Biblical mythical creatures (part 4): The other gods of the Bible (C-M)

June 29, 2009 at 7:19 pm (biblical mythical creatures)

Continuing from part 3:

  • Chemosh: Moabite war god (1 Kings 11:7).
  • Dagon: Philistine/Ekronian/Babylonian god of agriculture (1 Samuel 5:2).
  • Diana of the Ephesians: Ephesian moon and nature Goddess (“divine/brilliant”) (Acts 19:35).
  • Jupiter: Roman God (possibly derived from “Zeus-pater”, Father Zeus) (Acts 14:12).
  • Lucifer: Literally “morning star”, but has been popularly incorrectly associated with Satan (Isaiah 14:12).
  • Mercurius: Also knowns as the Roman God Mercury, god of communication and travel, and messenger of the gods (Acts 14:12).
  • Milcom: Ammonite God (1 Kings 11:5).
  • Molech: Ammonite god, also called Moloch, most probably Baal-Hammon of Carthage (1 Kings 11:7).

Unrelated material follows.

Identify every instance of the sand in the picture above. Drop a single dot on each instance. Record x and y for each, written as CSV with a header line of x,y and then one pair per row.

  1. Biblical mythical creatures (part 5): The rest of the other gods of the Bible (N-T) « The Evolving Atheist's Blog said,

    […] July 1, 2009 at 6:03 pm (biblical mythical creatures) Concluding from part 4: […]

  2. JMK Eph6:10-20 said,

    This is in reference to the comment about Lucifer “popularly incorrectly associated with Satan” in Isaiah 14:12. I have heard this before but for context of what Isaiah is saying, please look at the following:

    Isaiah 14:12-14 –

    “How art thou fallen from heaven, O Lucifer, son of the morning! [how] art thou cut down to the ground, which didst weaken the nations!
    For thou hast said in thine heart, I will ascend into heaven, I will exalt my throne above the stars of God: I will sit also upon the mount of the congregation, in the sides of the north:
    I will ascend above the heights of the clouds; I will be like the most High.”

    This is clearly not just mentioning a “morning star” or planet that arises over the horizon. This is a biblical reference (believing on God or not) to a being that desires to ascend, exalt, go above, sit upon the mount, be in the sides of the north… all referring to taking God’s place. This is in harmony with the desires of Lucifer (Satan before his fall into sin) to take the place of God and be god himself. After all, Isaiah states “how art thou fallen from heaven…” He, Isaiah, cannot comprehend how a being in paradise would be able to conjure up a rebellious desire like this.

    A parallel context can be found in the book of Ezekiel 28:12-19. Here the God of the bible gave words to Ezekiel to record likening the King of Tyre to Lucifer (who is the dragon that was “cast out” of heaven, that old serpent, the devil called Satan – Revelation 12:7-9). Ezekiel shows that this being (Satan) was in the throne room of the Almighty God, was a covering cherub, but because of his own iniquity was “cast down to the ground” and will ultimately be destroyed.

    A text without its context is just a pretext.